Deputato per quattro legislature

Talento e irriverenza, gli 80 anni di Gianni Rivera tra dribbling e polemiche

Talento e irriverenza, gli 80 anni di Gianni Rivera tra dribbling e polemiche Ansa
Il compleanno dell'ex Golden Boy da Alessandria, al Milan alla Nazionale: primo italiano a vincere il Pallone d'Oro, la diatriba con Mazzola per una maglia da titolare ai Mondiali del '70 e la provocazione per la panchina della nazionale

Ha sempre fatto discutere come tutti i grandi talenti che si sono visti sui campi in erba nella storia del calcio.
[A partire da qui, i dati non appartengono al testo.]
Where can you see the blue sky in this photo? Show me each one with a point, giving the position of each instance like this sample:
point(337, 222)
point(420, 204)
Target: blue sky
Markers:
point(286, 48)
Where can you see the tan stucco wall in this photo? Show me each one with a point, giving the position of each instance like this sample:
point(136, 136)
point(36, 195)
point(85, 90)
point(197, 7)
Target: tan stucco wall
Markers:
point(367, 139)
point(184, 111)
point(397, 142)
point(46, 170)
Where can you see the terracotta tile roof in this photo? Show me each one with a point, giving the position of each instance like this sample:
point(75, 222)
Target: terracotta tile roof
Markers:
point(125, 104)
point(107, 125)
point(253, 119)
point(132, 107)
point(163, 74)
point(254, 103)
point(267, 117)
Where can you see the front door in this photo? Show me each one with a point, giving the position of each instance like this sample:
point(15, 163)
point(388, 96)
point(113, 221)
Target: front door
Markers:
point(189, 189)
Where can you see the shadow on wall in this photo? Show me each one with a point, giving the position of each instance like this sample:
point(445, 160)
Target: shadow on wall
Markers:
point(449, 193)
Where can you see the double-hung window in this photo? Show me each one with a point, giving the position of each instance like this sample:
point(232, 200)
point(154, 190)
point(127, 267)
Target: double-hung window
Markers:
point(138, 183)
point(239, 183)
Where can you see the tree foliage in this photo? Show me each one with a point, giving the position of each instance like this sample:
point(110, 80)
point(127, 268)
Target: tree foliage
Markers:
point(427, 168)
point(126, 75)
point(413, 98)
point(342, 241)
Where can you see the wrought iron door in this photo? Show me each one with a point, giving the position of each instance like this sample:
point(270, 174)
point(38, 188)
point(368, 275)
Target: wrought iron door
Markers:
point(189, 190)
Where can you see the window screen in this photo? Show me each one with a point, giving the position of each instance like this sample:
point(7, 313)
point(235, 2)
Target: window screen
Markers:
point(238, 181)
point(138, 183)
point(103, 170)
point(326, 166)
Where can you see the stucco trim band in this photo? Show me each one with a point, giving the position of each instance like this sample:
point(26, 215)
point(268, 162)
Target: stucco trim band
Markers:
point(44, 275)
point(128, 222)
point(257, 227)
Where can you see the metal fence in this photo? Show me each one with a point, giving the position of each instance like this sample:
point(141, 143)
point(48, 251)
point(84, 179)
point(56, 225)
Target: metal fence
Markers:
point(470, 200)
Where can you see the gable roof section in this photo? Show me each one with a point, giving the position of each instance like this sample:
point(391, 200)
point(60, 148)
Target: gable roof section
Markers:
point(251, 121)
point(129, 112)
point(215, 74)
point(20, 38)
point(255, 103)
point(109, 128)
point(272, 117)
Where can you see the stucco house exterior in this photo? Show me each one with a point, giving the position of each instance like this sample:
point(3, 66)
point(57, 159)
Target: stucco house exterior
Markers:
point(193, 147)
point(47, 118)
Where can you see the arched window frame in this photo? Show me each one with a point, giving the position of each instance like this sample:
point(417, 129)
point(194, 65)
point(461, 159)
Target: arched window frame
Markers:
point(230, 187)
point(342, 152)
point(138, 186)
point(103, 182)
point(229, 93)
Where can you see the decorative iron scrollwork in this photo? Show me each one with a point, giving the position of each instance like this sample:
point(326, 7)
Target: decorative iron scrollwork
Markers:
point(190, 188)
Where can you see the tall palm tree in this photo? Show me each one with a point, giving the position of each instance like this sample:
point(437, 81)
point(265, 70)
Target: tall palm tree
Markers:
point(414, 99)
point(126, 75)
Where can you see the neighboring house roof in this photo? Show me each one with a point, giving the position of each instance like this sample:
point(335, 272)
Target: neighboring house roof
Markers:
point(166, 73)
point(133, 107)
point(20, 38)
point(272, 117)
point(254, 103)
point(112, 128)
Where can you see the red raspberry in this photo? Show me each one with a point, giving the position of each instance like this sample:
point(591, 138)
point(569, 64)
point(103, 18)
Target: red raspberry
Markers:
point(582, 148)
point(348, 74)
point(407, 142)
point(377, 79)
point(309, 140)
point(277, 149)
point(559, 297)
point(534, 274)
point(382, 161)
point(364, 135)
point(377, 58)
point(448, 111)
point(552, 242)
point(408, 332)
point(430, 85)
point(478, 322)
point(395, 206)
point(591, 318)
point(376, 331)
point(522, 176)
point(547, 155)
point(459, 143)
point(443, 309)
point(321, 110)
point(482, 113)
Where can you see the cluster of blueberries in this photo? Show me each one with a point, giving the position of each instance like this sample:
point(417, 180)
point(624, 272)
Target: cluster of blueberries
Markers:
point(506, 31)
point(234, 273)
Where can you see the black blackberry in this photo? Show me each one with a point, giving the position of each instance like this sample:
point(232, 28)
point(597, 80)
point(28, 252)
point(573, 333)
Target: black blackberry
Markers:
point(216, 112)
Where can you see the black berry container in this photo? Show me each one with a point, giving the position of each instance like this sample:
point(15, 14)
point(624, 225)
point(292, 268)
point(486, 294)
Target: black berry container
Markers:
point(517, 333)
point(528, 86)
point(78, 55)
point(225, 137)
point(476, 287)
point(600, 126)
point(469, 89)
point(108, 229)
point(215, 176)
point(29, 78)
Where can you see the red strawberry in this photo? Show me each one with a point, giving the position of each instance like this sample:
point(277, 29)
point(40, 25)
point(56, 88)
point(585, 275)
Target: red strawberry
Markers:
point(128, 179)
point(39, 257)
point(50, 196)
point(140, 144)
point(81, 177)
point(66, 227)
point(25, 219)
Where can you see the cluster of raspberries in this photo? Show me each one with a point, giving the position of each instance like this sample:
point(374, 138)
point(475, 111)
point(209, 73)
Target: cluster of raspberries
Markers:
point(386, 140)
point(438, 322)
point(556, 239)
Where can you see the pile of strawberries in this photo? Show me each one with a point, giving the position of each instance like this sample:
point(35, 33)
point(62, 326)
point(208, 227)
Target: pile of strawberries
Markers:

E ancora oggi, all'alba di un compleanno non banale, la classica cifra tonda che stavolta dice 80, Gianni Rivera continua a farlo: mai scontato, imprevedibile come i suoi dribbiling, e quei colpi che suscitavano gli "ooooo" non solo sulle tribune ma anche degli avversari in campo. Meraviglie di tecnica e puro talento che gli hanno fatto alzare, primo tra gli italiani, il Pallone d'Oro. 

La carriera

Pacato, ironico, certamente intelligente, ma anche irriverente, calciatore, uomo e personaggio di rottura sempre e comunque. Come quel "certo, io l'ho detto a Gravina che sono pronto a fare il ct", con cui si è seriamente candidato a 80 anni a prendere il posto di Mancini sulla panchina della nazionale
In passato le polemiche contro i giornalisti, la Federazione, la classe arbitrale, e anche contro vari dirigenti del suo Milan, condizionandone persino le politiche societarie. In mezzo, volente o nolente, la diatriba più famosa in azzurro, con Sandro Mazzola per una maglia da titolare nei mondiali messicani del 1970. 

La politica

E poi una volta salutato il suo mondo, eccolo in politica. Deputato per quattro legislature e sottosegretario alla Difesa. Perché poi farsi mancare qualche casquet da concorrente a Ballando con le Stelle. Oggi sarà davvero il nuovo ct azzurro? Chissà, ma sarà di sicuro tutto in perfetto stile Rivera.